Julia Castro, owner of Café Castro in Santa Fe, said she pays all of her employees more than the minimum wage because it improves their quality of life and morale, and leads to less turnover at her business, which can ultimately cost more in the long run. Castro spoke in favor of raising the statewide minimum wage during a press conference on Tuesday in the Capitol.
“I feel very strong about paying my workers a decent wage,” said Castro, who pays more the required minimum raise in Santa Fe, which is currently the highest in the state at more than $10 an hour. “I would be ashamed if they were only making minimum wage. We need to stand up as business owners.” Castro added her own lifestyle is not altered at all even though she pays her employees more than she is required. Ultimately, is just comes down to whether she can buy a new car every year or taking a luxury vacation.
Raising the minimum raise during this legislative session remains a top priority for Democratic senators who remain quite optimistic that New Mexicans will overwhelmingly approve the measure if given a choice on the ballot.
“Raising the minimum raise for New Mexicans is not only a civil rights issue, it’s also a human rights issue,” Senator William Soules (D-37, Dona Ana). “In our laws there are protections for businesses, there are protections for corporations. This is a protection for citizens.”
Sen. Soules spoke in favor of Senate Joint Resolution 13 (SJR13), sponsored by Senator Richard Martinez (D-5, Los Alamos, Rio Arriba, Sandoval, Santa Fe), which would raise minimum wage at a level tied to the consumer price index dating back to 2009. If passed, the measure would be put on the ballot for voters to decide at the next general election in November.
If adjusted today using the annual CPI back to 2009, the minimum wage would be adjusted from the current statewide $7.50 to an estimated $8.20 or $8.30, Senator Soules said. “This is actually lower than the rate we passed last year,” he added. “Research shows that the economy heats up when wages move up. When the lowest paid workers get a raise they spend it immediately. Raising the minimum wage to moderate levels, of which this does, revs up the economy.”
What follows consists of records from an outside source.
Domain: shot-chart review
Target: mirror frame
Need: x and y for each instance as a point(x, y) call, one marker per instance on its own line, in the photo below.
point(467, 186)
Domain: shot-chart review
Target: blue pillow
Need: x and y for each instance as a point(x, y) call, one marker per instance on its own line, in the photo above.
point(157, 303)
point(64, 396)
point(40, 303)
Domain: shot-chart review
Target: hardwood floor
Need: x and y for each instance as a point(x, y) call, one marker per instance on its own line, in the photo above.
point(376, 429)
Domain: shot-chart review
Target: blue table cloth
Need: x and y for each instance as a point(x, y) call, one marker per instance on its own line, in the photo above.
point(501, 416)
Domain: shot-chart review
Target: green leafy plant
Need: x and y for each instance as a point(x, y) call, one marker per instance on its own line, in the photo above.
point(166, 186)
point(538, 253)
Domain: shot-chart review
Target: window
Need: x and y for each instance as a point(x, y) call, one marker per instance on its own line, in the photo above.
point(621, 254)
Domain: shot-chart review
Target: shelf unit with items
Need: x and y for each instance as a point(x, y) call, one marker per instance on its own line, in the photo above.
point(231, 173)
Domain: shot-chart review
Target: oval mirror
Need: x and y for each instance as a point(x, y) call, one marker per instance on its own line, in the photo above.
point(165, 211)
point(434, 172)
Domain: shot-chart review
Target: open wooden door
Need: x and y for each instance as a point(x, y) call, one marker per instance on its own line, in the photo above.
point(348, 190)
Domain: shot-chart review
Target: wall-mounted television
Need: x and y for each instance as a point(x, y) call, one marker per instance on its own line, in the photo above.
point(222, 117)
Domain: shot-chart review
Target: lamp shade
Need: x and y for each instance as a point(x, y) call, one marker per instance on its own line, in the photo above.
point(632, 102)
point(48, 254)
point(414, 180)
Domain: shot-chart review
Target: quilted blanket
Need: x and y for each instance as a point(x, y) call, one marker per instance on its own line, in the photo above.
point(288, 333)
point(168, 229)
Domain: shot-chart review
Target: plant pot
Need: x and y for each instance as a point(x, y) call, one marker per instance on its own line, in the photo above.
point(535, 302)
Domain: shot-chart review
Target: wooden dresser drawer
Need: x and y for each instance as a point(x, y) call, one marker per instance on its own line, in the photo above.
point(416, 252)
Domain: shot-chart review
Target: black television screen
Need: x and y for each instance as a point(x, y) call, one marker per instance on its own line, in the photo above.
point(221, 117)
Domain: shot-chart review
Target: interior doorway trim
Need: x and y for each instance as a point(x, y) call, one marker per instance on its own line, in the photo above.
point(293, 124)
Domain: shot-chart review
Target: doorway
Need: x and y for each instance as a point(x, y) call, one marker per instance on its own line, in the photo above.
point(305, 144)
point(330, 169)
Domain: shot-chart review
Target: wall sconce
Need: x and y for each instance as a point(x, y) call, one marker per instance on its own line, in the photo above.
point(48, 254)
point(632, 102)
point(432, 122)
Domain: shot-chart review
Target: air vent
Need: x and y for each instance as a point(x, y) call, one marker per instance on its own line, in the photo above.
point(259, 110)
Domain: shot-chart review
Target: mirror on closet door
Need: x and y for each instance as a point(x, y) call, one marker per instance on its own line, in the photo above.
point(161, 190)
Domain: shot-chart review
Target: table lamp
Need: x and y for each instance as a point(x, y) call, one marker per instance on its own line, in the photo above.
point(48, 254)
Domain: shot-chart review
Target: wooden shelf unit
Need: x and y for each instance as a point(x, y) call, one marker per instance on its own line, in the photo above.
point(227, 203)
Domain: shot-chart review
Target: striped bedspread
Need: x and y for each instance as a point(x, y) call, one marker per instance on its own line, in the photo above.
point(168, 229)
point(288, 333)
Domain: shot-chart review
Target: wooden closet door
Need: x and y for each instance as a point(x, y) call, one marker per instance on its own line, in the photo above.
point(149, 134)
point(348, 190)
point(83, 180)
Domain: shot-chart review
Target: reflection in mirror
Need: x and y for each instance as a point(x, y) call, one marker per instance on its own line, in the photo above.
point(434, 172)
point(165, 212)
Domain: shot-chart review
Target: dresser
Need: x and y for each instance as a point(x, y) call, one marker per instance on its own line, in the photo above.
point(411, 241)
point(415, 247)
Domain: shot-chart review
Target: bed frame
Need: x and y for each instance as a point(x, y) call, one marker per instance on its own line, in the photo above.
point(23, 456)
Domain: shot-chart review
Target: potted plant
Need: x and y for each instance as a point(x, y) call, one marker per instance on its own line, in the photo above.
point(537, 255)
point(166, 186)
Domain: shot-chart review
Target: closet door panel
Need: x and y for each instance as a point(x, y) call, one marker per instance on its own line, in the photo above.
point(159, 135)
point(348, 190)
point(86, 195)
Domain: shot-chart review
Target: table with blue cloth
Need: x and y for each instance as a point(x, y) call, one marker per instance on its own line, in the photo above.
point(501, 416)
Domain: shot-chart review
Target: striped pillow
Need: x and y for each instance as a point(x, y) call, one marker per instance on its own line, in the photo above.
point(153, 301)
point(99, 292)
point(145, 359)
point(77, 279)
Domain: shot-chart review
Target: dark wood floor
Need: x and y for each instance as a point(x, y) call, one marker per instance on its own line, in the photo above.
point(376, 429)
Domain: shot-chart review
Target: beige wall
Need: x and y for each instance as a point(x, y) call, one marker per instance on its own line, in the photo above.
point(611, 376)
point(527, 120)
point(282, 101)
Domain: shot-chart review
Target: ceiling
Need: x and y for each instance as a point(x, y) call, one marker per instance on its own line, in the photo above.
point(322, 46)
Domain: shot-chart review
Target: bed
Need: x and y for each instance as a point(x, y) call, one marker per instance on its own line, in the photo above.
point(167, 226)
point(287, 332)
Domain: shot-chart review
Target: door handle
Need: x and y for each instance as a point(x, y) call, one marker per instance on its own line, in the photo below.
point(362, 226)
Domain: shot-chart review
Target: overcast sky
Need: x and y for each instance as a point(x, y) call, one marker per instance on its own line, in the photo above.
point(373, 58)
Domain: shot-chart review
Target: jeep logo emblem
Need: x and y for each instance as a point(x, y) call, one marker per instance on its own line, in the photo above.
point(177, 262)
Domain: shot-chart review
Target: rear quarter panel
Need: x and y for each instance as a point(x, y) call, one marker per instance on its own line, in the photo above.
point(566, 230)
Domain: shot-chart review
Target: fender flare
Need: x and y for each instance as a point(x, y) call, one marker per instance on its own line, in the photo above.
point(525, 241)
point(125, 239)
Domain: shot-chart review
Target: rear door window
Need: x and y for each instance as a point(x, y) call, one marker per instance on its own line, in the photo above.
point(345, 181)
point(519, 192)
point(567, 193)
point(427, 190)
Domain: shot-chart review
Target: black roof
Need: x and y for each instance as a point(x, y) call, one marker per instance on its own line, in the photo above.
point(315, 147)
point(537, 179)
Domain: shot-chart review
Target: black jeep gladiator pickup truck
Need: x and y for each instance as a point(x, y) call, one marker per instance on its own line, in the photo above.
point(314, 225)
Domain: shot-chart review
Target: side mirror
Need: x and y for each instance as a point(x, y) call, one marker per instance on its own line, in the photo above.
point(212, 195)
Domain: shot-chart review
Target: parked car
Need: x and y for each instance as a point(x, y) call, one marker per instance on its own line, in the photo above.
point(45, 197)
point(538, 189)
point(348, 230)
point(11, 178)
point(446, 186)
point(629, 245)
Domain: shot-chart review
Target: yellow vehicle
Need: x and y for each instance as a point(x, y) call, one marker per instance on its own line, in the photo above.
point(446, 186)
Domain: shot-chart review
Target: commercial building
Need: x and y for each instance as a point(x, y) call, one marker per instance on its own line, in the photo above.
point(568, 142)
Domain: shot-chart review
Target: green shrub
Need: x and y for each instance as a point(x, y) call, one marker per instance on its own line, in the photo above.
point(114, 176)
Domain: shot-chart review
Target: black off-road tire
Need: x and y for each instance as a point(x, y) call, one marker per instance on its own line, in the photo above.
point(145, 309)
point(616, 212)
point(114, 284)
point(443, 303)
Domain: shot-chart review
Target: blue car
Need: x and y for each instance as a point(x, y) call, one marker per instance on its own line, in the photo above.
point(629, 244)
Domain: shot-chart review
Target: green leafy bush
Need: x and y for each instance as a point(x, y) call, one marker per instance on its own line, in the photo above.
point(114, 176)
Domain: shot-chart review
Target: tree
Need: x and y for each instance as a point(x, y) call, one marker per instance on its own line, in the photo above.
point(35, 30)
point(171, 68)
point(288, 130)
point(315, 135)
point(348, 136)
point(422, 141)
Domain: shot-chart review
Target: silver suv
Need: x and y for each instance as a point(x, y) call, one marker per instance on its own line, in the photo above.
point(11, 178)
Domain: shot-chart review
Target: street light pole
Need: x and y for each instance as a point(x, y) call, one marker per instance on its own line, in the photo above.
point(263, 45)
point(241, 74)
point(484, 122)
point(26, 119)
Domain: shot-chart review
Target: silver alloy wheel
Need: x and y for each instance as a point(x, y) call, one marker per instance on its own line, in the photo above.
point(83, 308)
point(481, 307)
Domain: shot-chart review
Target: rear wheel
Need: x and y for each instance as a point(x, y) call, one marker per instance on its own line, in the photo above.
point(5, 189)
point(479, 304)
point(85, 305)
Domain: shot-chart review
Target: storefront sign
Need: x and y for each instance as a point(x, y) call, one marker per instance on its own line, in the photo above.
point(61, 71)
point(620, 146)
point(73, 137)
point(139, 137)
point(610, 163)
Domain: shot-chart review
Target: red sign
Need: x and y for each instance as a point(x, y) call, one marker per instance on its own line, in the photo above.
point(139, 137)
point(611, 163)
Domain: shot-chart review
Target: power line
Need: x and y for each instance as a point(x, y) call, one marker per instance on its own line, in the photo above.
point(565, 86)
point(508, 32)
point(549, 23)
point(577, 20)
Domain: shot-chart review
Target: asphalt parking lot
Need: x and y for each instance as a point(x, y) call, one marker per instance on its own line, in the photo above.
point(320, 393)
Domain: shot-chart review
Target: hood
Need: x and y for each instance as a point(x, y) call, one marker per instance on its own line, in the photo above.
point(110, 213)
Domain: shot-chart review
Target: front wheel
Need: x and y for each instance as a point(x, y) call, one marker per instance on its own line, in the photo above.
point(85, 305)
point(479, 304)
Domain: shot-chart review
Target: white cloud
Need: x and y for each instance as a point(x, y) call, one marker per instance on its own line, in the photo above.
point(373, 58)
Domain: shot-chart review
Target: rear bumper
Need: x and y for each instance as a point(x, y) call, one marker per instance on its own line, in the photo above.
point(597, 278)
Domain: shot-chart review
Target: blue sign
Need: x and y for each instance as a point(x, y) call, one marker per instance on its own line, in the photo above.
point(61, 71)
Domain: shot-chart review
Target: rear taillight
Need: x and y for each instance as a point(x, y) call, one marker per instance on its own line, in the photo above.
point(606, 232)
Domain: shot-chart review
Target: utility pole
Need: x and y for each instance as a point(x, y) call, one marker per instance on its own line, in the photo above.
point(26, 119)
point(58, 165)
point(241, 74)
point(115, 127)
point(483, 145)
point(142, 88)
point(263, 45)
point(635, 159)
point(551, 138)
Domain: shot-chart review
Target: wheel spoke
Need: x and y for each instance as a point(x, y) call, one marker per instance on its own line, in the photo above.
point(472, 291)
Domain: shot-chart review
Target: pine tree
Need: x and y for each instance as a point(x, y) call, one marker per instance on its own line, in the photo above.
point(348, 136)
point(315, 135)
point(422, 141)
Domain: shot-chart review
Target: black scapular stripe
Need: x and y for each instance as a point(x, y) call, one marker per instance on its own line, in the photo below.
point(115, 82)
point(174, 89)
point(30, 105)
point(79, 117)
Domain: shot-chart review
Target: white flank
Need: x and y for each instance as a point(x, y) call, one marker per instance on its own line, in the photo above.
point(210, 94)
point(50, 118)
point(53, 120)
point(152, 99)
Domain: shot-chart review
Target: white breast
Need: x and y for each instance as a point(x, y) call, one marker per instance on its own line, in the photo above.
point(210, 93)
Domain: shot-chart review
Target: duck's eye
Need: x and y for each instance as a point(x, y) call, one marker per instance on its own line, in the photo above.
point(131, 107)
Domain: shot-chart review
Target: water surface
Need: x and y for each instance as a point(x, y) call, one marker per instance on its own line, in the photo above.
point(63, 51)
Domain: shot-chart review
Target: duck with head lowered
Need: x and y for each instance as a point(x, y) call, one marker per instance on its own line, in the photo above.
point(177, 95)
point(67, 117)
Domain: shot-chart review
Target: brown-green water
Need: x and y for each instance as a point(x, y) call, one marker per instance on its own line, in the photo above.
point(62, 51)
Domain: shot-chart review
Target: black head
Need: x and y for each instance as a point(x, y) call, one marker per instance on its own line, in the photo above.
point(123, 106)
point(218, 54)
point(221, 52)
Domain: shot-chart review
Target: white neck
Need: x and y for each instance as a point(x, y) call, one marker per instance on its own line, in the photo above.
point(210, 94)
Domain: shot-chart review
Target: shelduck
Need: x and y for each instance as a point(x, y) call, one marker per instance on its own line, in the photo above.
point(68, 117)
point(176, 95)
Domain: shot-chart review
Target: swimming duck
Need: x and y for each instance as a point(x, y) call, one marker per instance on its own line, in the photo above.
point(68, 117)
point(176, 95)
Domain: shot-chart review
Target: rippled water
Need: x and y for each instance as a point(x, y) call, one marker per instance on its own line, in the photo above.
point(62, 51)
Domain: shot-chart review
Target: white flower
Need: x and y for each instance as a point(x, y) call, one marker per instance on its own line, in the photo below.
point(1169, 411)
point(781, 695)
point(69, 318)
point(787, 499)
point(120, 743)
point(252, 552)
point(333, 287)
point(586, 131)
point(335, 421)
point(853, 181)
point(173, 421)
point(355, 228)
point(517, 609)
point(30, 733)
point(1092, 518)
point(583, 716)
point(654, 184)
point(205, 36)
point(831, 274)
Israel Chavez, a University of New Mexico student who works as a server at an Albuquerque restaurant, said he and many others greatly benefitted when Albuquerque residents voted to raise the minimum raise. However, he said he knows people in other parts of the state who are still working at the entry-level wage and have been denied increases while raising families.
“All workers in New Mexico deserve a raise,” Chavez said. “Not everyone in the state got a raise. We need to help these families. Prices continue to go up, the wages don’t.”
“Every worker in New Mexico should call Governor Martinez and say, ‘Thank you for the pay cut!’” said Senator Jacob Candelaria (D-26, Bernalillo), who added that last year Martinez signed a major tax cut for corporations doing business in New Mexico on the backs of local governments and everyday citizens. “New Mexico has yet to see the benefit of that tax cut.”
Senator Martinez said most of the minimum-wage earners in the state are adults and many of them are supporting families. He said there are already 21 states requiring minimum wages that are higher than the federal rate.
“In 2013, on Easter Sunday, Governor Martinez vetoed the last minimum wage,” Senator Martinez said. “She called it a ‘job killer.’ I challenge the governor to see if she could survive on a minimum wage.”